これにより、目上の人の行動を、敬意を含んだ形で表現できるのです。
「差し上げる」とは?
「差し上げる」も「与える」を意味する言葉です。
しかしこれは、尊敬語ではなく謙譲語で表現したものです。
下の立場の者から、上の立場の者に何かを渡す時に、「与える」という動詞は使用しません。
このような場合に、「差し上げる」というへりくだった表現を使用するのです。
また、この言葉には拡張した使い方があります。
それは何かを「してあげる」ことを示して、「して差し上げる」と使えるのです。
たとえば、「代行してあげる」を言い換えて、「代行して差し上げる」と使用できます。
「お与えになる」と「差し上げる」の違い
それでは「お与えになる」と「差し上げる」の違いは何でしょうか。
いずれも「与える」を意味します。
しかし、相手から自分にもらう場合には「お与えになる」を使い、自分から相手に渡す場合には「差し上げる」を使うのです。
これは、敬語の動作主体が誰かによって、どの敬語表現を採用しているかが変化するという事です。

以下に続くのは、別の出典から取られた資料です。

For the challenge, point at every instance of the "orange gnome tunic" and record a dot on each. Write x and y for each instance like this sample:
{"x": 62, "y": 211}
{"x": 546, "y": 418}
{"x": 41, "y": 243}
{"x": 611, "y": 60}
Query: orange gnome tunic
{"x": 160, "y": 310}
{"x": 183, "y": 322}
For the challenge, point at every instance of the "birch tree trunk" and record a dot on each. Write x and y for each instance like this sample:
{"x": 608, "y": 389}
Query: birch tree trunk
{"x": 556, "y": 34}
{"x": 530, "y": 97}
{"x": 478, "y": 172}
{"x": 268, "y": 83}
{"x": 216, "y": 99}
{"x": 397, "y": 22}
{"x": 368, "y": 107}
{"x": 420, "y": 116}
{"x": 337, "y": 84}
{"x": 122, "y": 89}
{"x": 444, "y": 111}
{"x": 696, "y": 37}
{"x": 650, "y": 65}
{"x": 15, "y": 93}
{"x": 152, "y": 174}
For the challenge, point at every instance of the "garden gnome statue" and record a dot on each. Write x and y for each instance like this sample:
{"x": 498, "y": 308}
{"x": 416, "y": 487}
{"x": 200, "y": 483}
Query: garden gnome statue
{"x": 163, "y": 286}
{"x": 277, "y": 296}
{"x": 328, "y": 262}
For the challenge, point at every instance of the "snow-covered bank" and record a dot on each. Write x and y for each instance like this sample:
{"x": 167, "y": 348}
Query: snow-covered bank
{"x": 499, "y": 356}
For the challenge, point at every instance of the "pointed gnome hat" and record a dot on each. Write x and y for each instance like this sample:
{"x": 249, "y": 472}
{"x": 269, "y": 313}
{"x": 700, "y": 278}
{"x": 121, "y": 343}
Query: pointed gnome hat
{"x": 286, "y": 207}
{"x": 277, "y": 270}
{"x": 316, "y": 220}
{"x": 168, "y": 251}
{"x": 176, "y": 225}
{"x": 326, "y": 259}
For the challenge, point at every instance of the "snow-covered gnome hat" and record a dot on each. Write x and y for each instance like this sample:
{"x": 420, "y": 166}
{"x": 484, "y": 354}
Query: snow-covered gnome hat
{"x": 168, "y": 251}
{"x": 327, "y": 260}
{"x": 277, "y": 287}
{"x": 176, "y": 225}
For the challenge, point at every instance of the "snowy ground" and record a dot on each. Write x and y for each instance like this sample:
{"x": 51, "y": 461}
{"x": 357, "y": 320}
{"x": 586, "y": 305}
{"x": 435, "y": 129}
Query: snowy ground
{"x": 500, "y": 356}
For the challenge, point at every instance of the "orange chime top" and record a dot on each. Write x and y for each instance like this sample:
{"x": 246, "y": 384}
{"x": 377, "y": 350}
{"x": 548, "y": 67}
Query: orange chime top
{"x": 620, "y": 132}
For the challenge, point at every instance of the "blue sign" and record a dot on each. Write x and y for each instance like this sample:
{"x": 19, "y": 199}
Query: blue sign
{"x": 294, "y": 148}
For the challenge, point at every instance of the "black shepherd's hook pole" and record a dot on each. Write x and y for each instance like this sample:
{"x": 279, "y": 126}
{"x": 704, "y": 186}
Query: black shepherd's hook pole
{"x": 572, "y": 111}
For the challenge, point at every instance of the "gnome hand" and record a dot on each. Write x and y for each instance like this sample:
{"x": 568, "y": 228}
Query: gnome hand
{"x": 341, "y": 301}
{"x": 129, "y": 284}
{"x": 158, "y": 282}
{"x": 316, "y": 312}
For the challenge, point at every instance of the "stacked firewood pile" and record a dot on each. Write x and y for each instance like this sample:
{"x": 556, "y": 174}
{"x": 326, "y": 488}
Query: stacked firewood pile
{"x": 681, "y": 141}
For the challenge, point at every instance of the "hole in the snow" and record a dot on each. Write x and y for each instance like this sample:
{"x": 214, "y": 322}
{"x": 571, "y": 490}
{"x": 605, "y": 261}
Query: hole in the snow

言い換えれば、「お与えになる」は相手を示して尊敬する言葉であり、「差し上げる」は自分を示してへりくだる言葉なのです。
「お与えになる」の例文
それでは、「お与えになる」の例文にはどのようなものがあるでしょうか。
「お与えになる」が、相手を尊敬する言葉だと意識して使うと、分かりやすいはずです。
・『金品をお与えになるは、いかがなものかと存じます』
・『記念品をお与えになるだけの成果があるのでしょう』
・『彼にMVPをお与えになるとは思いませんでした』
・『何かお与えになるとよいでしょう』
「差し上げる」の例文
つぎに、「差し上げる」の例文にはどのようなものがあるでしょうか。
「差し上げる」が、自分をへりくだって言葉だと意識して使うと、分かりやすいはずです。
・『私の資料を差し上げることにします』
・『ご連絡差し上げるようにします』
・『このような品を差し上げるのは心苦しいのですが』
・『御礼を差し上げるべき状況でございます』
まとめ
このように「お与えになる」と「差し上げる」は敬語の動作主体によって使い分けるべき言葉と言えます。
相手が動作主体の場合には「お与えになる」を使い、自分が動作主体の場合には「差し上げる」を使うべきなのです。
同じ「与える」を意味する言葉ですが、注意して言葉を選択するべきなのです。